Près de 60% d’entre eux sont des femmes, et celles-ci s’occupent généralement des tâches essentielles, comme prodiguer des soins d’hygiène, par exemple.

Quarante pour cent des proches aidants n’auraient pas choisi d’assumer ce rôle. 24% disent y consacrer plus de 10 heures par semaine.

La majorité des proches aidants travaille. En moyenne, cela se traduit par une perte de revenu personnel de 16 000$ par année. «Il ne faut surtout pas les surresponsabiliser», a prévenu Mme Éthier.

La professeure a notamment divisé les principaux besoins des proches aidants en quatre catégories: soutien financier, soutien social, répit et information.

«Oui, il y aura un dossier médical pour le proche aidant au même titre que l’aidé, oui on va réfléchir à toute la question juridique, oui il y aura un observatoire», a énuméré Mme Blais dans son discours de clôture, mardi, en félicitant les participants pour la qualité des échanges.

Outre la Politique nationale pour les proches aidants et l’observatoire de la proche aidance, le gouvernement Legault s’est engagé à doubler le crédit d’impôt des proches aidants jusqu’à concurrence de 2500$ d’ici quatre ans, en plus d’injecter 22M$ dans le programme d’aide financière pour les parents d’enfants lourdement handicapés.

«On attend ça depuis des décennies», a lancé une proche aidante qui participait aux discussions, mardi.

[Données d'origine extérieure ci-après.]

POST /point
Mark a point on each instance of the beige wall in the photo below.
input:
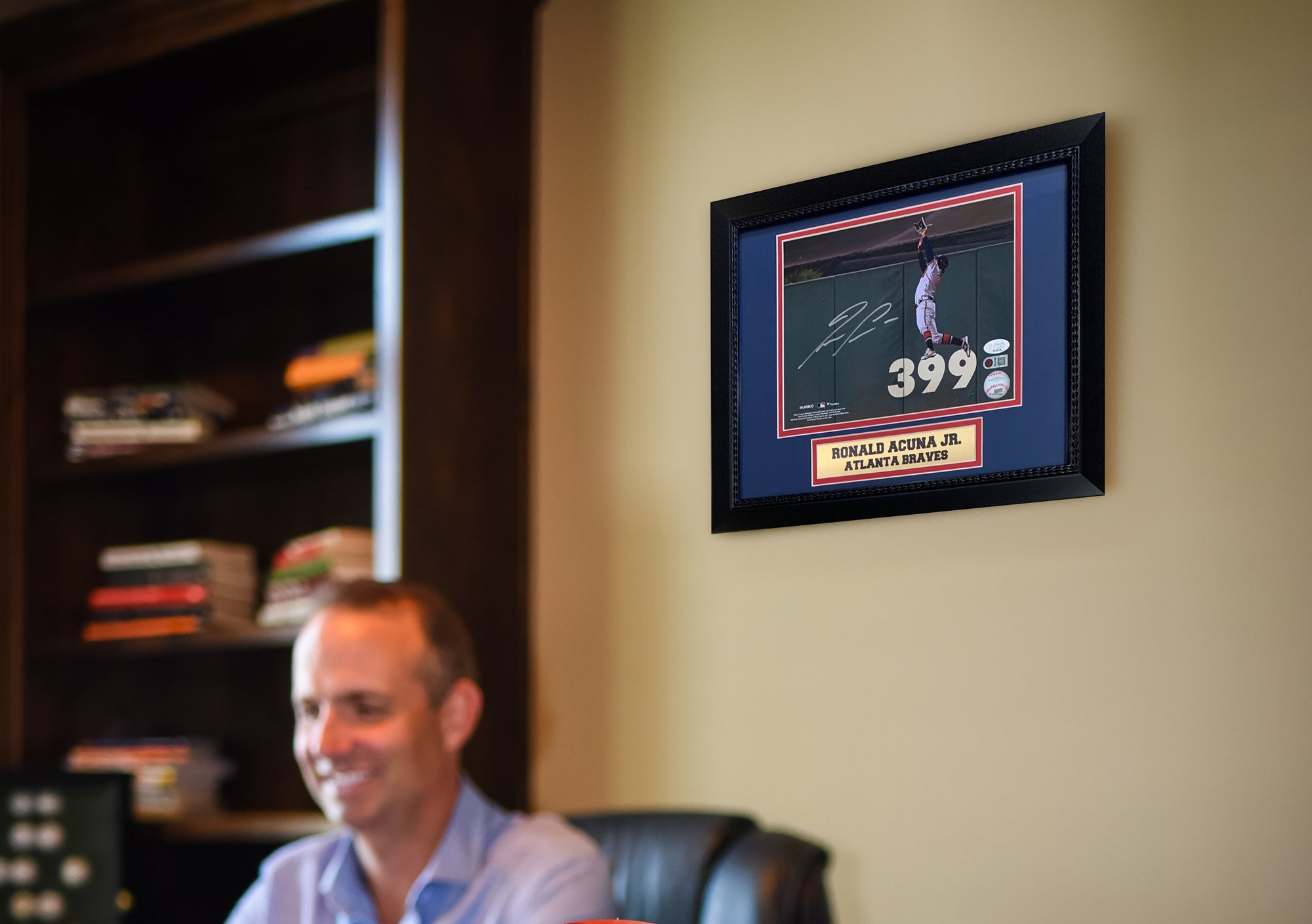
(1086, 710)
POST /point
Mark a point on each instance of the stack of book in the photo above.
(171, 776)
(173, 588)
(308, 565)
(132, 418)
(329, 380)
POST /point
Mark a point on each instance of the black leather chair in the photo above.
(696, 868)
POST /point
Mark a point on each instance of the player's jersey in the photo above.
(928, 281)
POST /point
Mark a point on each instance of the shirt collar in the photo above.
(474, 827)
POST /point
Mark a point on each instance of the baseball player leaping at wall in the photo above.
(927, 309)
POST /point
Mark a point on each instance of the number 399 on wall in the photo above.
(931, 371)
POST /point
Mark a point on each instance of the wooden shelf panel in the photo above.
(239, 444)
(279, 637)
(301, 239)
(274, 827)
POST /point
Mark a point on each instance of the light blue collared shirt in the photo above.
(493, 866)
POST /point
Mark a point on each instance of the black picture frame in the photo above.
(755, 479)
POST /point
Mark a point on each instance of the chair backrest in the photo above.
(695, 868)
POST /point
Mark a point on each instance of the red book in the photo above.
(148, 595)
(335, 542)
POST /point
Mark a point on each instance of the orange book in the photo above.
(306, 373)
(148, 628)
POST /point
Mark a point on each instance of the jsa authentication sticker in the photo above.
(916, 451)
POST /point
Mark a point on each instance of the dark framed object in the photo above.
(827, 399)
(65, 839)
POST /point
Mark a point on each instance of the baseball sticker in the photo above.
(998, 384)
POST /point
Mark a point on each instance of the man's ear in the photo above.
(461, 713)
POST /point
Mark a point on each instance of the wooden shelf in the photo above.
(301, 239)
(272, 827)
(279, 637)
(239, 444)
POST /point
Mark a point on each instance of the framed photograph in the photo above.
(920, 335)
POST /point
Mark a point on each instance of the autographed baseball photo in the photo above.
(930, 339)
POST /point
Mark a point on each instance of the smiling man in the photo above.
(385, 691)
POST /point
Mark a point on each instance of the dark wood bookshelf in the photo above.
(272, 827)
(238, 444)
(196, 192)
(255, 638)
(288, 242)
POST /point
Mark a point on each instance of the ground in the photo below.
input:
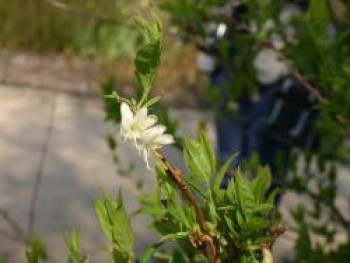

En juin dernier, le gouvernement Couillard avait revu les normes du travail, afin que les employeurs reconnaissent la proche aidance.

La loi 176 prévoit notamment que certaines journées d’absence peuvent être prises au bénéfice de personnes, autres que des parents, pour lesquelles le salarié agit à titre de proche aidant.